Die Tür öffnete sich etwas weiter und das vor Freude strahlende Gesicht von Ahsoka schaute heraus. Sie riss die Tür nahezu aus den Angeln, als sie heraus sprang und Obi-Wan umarmte.
„Ahsoka, es ist mir eine Freude und ein Rätsel, dich zu sehen."

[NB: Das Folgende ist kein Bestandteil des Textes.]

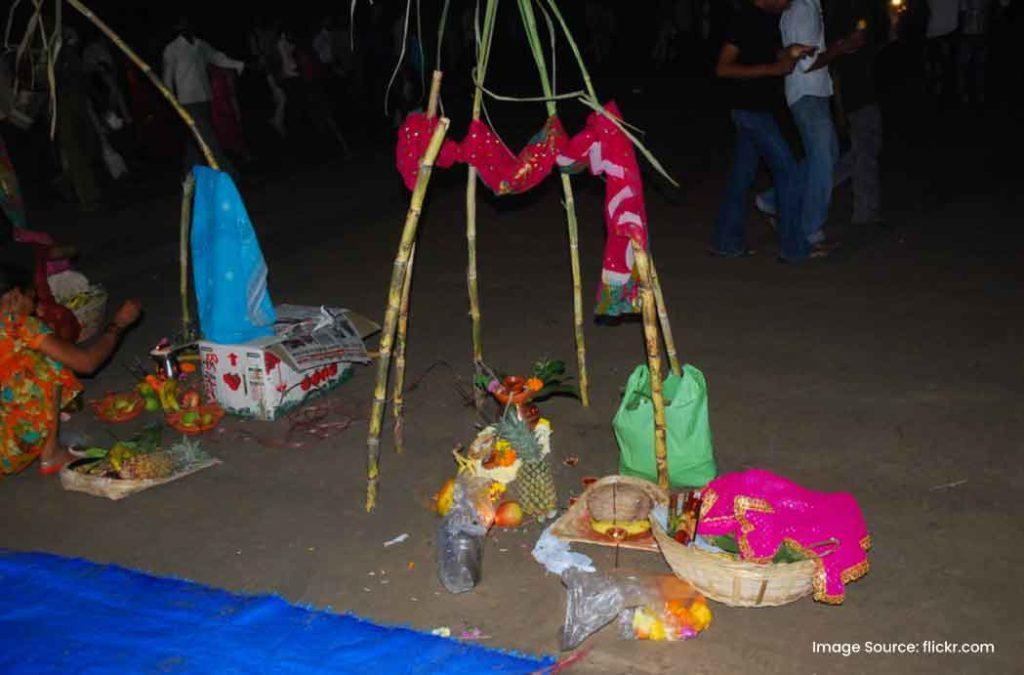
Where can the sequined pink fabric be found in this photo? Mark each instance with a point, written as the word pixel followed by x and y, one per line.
pixel 600 146
pixel 763 510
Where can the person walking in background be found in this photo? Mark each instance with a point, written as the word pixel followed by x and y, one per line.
pixel 808 92
pixel 943 17
pixel 753 64
pixel 76 131
pixel 263 47
pixel 854 73
pixel 185 60
pixel 226 115
pixel 972 51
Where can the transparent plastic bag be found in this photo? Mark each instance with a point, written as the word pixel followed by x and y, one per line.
pixel 594 600
pixel 460 540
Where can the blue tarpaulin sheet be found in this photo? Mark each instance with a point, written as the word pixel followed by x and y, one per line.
pixel 61 615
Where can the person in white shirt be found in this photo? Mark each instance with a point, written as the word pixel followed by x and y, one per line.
pixel 972 51
pixel 943 19
pixel 185 61
pixel 808 93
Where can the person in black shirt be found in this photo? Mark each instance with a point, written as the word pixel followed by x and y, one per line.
pixel 854 76
pixel 754 62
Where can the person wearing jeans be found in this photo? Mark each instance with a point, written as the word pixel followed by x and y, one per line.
pixel 868 25
pixel 808 91
pixel 753 64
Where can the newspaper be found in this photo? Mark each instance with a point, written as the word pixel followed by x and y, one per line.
pixel 311 337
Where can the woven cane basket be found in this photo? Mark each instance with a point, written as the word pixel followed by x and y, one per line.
pixel 91 314
pixel 736 583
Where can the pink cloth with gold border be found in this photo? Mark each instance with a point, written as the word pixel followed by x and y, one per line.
pixel 763 510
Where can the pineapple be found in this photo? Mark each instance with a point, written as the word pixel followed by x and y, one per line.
pixel 535 489
pixel 535 484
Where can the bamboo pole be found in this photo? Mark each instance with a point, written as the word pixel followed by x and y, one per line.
pixel 398 272
pixel 397 396
pixel 482 58
pixel 663 318
pixel 142 66
pixel 651 343
pixel 568 202
pixel 187 191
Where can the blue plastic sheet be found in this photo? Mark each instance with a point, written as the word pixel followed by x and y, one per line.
pixel 227 264
pixel 60 616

Überrascht schaute Ahsoka zu Obi-Wan.
„Wie meint Ihr das?", fragte sie diesen, welcher sofort lachend schnaubte.
„Ich freue mich, dich zu sehen, aber ich wundere mich tatsächlich, dass du es noch immer mit Anakin aushältst."
Sofort verschränkte Anakin die Arme vor seiner Brust und verdrehte die Augen.
„Sehr lustig", entgegnete er genervt.
Obi-Wan schaute von Ahsoka auf zu Anakin und wurde sofort ernst.
„Anakin, Ahsoka ... wir müssen reden. Dringend."

„Ich hoffe, die Anwesenheit eines Klons ist auch gestattet?", fragte Rex, der inzwischen grinsend hinter ihnen stand.
Obi-Wan drehte sich um und sah dem Klon erleichtert ins Gesicht.
„Natürlich. Dir steht der Ruhestand", sagte er, als er Rex' grauen Bart und die leichte Wölbung unter der Rüstung auf Bauchhöhe sah.
„Euch scheinbar nicht", prustete dieser und nickte.
„Also ... was ist geschehen?", fragte Anakin, als er sie alle hereinbat.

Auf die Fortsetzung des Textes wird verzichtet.